Academic background
- Education: B.A. Ph.D.,Economics
- Alma mater: Renmin University of China University of Southern California

Academic work
- Institutions: Cheung Kong Graduate School of Business

= Baohong Sun =

Chinese economist and an academic

Baohong Sun is a Chinese economist and an academic. She is a Dean’s Distinguished Chair Professor of Marketing at Cheung Kong Graduate School of Business. Her research has focused on quantitative marketing, consumer decision-making, dynamic and structural modeling, AI and recommendation systems, digital platforms, pricing, personalization, and technology-driven customer behavior. Her work has received media coverage in outlets such as The Guardian, China Daily, Forbes and The New York Times.

==Education==
Sun completed her B.A. from Renmin University of China and a Ph.D. in Economics from the University of Southern California.

==Career==
Sun began her academic career in 1997 as an Assistant Professor of Marketing at Carnegie Mellon University. She was promoted to Associate Professor of Marketing at Carnegie Mellon University from 2004 to 2009 and then worked as a Full Professor of Marketing from 2009 to 2011, during which time she also held the Carnegie Bosch Professorship. Since 2011, she has been a Dean’s Distinguished Chair Professor of Marketing and the Director of the Web3xAI Research Center at Cheung Kong Graduate School of Business.

Sun also holds professional experience, including contributing to the World Economic Forum. Additionally, she was also on the Board of Directors at the Chinese Economic Society.

==Works==
In 2016, Sun authored the book Customer-Centric Marketing: A Pragmatic Framework wherein she explained how to use advanced analytics and optimization to make dynamic, data-driven, customer-centric marketing decisions that adapt over time to maximize long-term profitability.
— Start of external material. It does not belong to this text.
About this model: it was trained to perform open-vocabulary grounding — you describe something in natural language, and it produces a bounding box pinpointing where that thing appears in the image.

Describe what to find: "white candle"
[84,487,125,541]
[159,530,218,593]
Her recent book, titled Brand Intelligence: Navigating the Transformation in the AI and Web3 Era has explained how brands transform into intelligent, AI-driven digital ecosystems that grow through data, communities, and decentralized value creation.

==Research==
Sun's research has explored economics and quantitative marketing. Her work has focused on developing dynamic structural models. A major theme in her research is analyzing rational and strategic consumer behavior, especially in environments where decisions unfold sequentially and are influenced by prices, promotions, and information.

A large portion of Sun's research focuses on data-driven and model-based marketing, including customer relationship management, pricing strategy, loyalty programs, and cross-selling. She has studied how firms can optimally allocate marketing resources and design incentives by modeling how consumers respond dynamically to marketing actions such as promotions, subscription pricing, and recommendation systems. Her work often uses rigorous econometric and structural approaches to quantify how marketing interventions affect both short-term purchases and long-term customer value.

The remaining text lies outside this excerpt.